How to Run Ethernet Cable Through Old Homes

How to Run Ethernet Cable Through Old Homes


Running ethernet cable through an old home can seem daunting, but with some planning and the right tools, it's very doable as a DIY project. Ethernet cable allows you to connect devices like computers, smart TVs, game consoles, and printers to your home network and router for fast, reliable connectivity. While WiFi can also provide internet access, ethernet cables offer superior speeds and stability. This guide will walk you through everything I needed to know to successfully run ethernet cables through my old house.

Gather Information and Make a Plan

The first step is to survey your home to understand the layout and determine the best routing for the ethernet cables.

Once you've mapped out potential routes, mark where the ethernet runs would start and end. You'll terminate them in jacks mounted on walls or in floor boxes. Finally, decide on a central spot to locate your network hardware like a router, switch, and modem. This will be the hub that all ethernet runs connect back to.

Gather Supplies

Before getting started, ensure you have all the right supplies on hand:

Running Cables Through Walls

The trickiest part is routing cables through interior walls vertically between floors or horizontally between rooms.

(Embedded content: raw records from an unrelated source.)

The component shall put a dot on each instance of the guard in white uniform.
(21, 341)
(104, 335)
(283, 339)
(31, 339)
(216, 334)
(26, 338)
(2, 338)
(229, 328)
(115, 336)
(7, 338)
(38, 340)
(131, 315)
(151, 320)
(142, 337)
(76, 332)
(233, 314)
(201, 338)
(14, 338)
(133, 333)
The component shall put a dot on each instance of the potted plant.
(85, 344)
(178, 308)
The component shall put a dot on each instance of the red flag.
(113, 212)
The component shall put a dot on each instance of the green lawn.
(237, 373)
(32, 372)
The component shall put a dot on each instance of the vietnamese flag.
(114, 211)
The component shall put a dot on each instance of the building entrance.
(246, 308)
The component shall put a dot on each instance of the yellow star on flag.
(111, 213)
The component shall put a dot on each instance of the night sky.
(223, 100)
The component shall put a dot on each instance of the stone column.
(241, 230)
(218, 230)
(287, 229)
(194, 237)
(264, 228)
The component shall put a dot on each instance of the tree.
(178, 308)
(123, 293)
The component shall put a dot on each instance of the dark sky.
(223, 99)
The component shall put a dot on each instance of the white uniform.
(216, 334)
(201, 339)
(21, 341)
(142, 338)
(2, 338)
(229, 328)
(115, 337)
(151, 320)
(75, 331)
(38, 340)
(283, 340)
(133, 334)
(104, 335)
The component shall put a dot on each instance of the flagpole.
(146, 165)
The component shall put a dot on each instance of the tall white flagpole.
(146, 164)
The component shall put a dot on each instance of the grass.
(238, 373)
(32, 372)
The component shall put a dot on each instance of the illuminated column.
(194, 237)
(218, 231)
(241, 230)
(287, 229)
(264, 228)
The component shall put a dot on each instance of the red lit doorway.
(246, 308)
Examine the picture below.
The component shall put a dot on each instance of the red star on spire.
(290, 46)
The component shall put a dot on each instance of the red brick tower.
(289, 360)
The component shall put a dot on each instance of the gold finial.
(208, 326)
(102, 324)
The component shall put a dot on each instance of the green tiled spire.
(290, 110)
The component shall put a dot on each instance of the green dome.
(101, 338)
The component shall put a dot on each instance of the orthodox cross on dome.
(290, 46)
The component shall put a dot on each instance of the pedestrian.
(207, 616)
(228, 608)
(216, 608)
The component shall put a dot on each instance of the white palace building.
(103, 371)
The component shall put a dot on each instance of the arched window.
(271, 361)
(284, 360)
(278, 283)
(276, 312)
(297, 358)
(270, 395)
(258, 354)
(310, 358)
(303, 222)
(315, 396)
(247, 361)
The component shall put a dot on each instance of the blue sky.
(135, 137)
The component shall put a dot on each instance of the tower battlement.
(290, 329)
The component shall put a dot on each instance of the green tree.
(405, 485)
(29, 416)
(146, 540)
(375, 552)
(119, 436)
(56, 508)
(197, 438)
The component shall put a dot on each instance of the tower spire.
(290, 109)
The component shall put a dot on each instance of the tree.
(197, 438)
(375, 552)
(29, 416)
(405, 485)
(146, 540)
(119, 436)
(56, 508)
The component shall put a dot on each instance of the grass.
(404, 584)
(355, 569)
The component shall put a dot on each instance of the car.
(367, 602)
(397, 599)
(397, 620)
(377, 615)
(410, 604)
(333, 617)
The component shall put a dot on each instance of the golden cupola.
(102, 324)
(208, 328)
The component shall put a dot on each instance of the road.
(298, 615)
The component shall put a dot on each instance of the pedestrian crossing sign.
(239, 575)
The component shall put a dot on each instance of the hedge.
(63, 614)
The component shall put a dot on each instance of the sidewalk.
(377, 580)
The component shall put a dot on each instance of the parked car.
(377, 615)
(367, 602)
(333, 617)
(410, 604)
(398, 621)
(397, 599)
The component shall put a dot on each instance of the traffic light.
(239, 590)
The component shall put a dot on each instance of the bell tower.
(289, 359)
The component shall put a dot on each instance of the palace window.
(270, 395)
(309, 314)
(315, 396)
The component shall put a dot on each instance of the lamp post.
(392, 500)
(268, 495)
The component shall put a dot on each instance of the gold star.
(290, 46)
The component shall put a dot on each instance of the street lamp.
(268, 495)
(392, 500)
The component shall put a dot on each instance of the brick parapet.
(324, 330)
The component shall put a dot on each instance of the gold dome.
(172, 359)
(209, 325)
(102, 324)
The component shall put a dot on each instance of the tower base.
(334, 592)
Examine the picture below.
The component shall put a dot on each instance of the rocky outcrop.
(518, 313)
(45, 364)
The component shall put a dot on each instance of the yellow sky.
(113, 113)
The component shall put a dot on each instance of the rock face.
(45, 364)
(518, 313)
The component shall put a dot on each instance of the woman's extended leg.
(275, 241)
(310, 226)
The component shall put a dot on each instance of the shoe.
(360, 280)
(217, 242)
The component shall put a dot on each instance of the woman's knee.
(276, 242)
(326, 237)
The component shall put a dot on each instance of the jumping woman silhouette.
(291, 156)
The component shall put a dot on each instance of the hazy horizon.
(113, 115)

Here are some best practices:

Running Cables Through Attics and Basements

Attics and basements offer more flexibility for routing ethernet cable since utilities are not contained within the open framing:

Connecting and Terminating Cables

Once all the physical cable pulls are complete, the ethernet cables need to be properly terminated at both ends:

Finally, connect all the home runs back to a central switch or router in the designated networking closet or panel.

Final Thoughts

Running ethernet cables yourself requires planning, patience, and care to avoid damage, but it can be very rewarding. The investment of time upfront to neatly route and terminate cables is well worth it for the performance and stability gains. Take things slow, leverage existing pathways where possible, and be mindful of building codes. Your wired home network will be up and running smoothly in no time! Let me know if you have any other specific questions.